Inovação na moda com sustentabilidade, desde fibras recicladas a tecidos feitos com algas
Foto: GEOFFROY VAN DER HASSELT/AFP
JNTAG - Vários materiais, várias texturas, várias opções, desde fibras recicladas a tecidos feitos com algas. A tecnologia também avança e hoje podemos falar de têxteis inteligentes. É todo um mundo pronto a vestir e pronto a surpreender.
Folhas de abacaxi e redes de pesca
O discurso de materiais sustentáveis entranhou-se no universo da moda. Os panos já não são o que eram. E há todo um novo vocabulário. Falamos de fibras recicladas como poliéster feito de garrafas de plástico, nylon criado de redes de pesca, algodão que reaproveita o que é desperdício têxtil. Falamos de um material alternativo ao couro feito de fibras de folhas de abacaxi com o nome Piñatex, que é forte, leve e flexível. Falamos também de couro de cogumelos, biodegradável e com menor impacto ambiental do que o animal. Falamos de tecidos feitos com algas. E falamos ainda de tecidos totalmente fabricados com roupas descartadas. Dos pés à cabeça. Todas as possibilidades que existem, e as que estão por nascer, redefinem toda a nossa experiência de vestir e a própria perspetiva que temos do mundo da moda.
3D e fabricação digital
A tecnologia pula e avança e o setor da moda não fica de braços cruzados. Desde logo, a impressão 3D veio revolucionar a produção ao permitir criar peças à medida e, deste modo, reduzir o desperdício de material. Depois, a fabricação digital dá asas à criatividade, e estilistas e designers experimentam o que querem: novas formas, novas texturas, estruturas impossíveis de alcançar de outras maneiras. É o poder do digital.
A nanotecnologia entra em ação com as nanopartículas que têm as suas virtudes, nomeadamente desenvolver tecidos mais resistentes a manchas, mais impermeáveis, que garantem uma maior proteção dos raios ultravioletas, mais biodegradáveis. Tudo junto melhora a funcionalidade e durabilidade das peças que vestimos.

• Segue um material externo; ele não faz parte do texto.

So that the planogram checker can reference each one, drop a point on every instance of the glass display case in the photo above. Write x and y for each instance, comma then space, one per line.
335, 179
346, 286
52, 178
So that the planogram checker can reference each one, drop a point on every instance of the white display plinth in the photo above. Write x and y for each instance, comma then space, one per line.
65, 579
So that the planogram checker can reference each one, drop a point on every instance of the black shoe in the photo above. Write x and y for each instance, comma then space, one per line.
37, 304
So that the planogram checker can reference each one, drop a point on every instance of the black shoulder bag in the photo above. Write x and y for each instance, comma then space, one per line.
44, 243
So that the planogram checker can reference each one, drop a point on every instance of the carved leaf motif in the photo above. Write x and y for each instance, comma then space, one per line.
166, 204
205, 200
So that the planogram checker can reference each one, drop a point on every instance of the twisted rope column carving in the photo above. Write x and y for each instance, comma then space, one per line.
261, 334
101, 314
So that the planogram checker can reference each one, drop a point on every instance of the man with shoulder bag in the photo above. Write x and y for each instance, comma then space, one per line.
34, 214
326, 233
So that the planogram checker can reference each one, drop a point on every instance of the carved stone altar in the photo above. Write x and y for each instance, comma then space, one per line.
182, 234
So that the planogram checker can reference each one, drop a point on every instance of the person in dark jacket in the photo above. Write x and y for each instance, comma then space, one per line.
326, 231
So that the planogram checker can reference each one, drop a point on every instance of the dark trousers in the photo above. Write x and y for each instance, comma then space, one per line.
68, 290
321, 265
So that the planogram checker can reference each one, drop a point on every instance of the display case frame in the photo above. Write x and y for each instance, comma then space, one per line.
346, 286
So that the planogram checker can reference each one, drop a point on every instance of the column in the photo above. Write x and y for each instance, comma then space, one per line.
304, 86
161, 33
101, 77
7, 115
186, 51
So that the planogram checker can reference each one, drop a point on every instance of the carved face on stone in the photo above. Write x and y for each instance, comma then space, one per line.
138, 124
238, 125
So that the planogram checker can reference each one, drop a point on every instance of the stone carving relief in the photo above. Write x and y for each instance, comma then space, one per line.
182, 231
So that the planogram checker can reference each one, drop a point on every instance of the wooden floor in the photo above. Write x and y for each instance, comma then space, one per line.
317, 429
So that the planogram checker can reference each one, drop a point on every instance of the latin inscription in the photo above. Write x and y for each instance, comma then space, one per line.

Cânhamo e algodão orgânico
Falamos em têxteis inteligentes quando falamos de tecidos com novas funcionalidades, que surpreendem, que vão além do que todos esperam. Exemplos? Roupas capazes de responder a estímulos externos, como é o caso da mudança de temperatura. Ou roupas que monitorizam sinais vitais e materiais que mudam de cor consoante o sol.
Falamos em materiais regenerativos quando nos referimos a fibras naturais e orgânicas que respeitam a terra e a biodiversidade, como o algodão orgânico e o cânhamo. E falamos de moda circular quando as peças que vestimos são pensadas para serem reutilizadas e recicladas. Tudo em nome de uma moda mais responsável, sustentável, ecológica.
Stella e os componentes vegetais

Foto: Henry Nicholls/AFP
Stella McCartney, estilista de moda britânica, tem um portefólio bem-composto de produtos inovadores. A saber: usa materiais de origem vegetal, como couro de cogumelo e de uva, usa pele sintética com uma percentagem considerável de componentes de plantas para costurar casacos, bioplásticos em solas de sapatilhas, algodão orgânico com elasticidade de borracha natural em calças de ganga, resíduos de banana em bolsas de luxo. Como se não bastasse, apresentou duas soluções tecnológicas na mais recente Semana de Moda de Paris, no mês passado. Uma chama-se "Fevvers" e é um novo produto à base de plantas, alternativa vegetal às penas. Outro é "Pure.Tech", tecido programável capaz de absorver poluentes que andam pelo ar.
Be@t, programa nacional
O programa Be@t é um projeto de bioeconomia sustentável liderado pelo Centro Tecnológico das Indústrias Têxtil e do Vestuário de Portugal (CITEVE). Empresas, universidades e centros tecnológicos, num conjunto de 54 entidades, trabalham para transformar a indústria têxtil. No plano, está o desenvolvimento de novas matérias-primas em alternativa às de origem fóssil, novas tecnologias de fabrico e processamento que promovam a circularidade e reutilização de fibras e resíduos. Trata-se de um projeto ambicioso que promete alterar o paradigma neste setor a partir de recursos biológicos.
É moda, é tendência
A revolução no mundo da moda veio para ficar. Quem imaginava, há uns anos, estarmos agora a falar da possibilidade de produzir um material a partir de bactérias? Ou de tecidos de algas marinhas? Ou termos uma impressora que faz roupa? O futuro passa por aqui, por desenvolver novos materiais que combinam inovação, estética e sustentabilidade. E não só. Procuram-se novos materiais que reduzem a dependência de recursos animais, diminuem a pegada de carbono, minimizam o impacto ambiental. São os desafios do nosso tempo por um Mundo mais justo, ético e saudável. É moda, é tendência.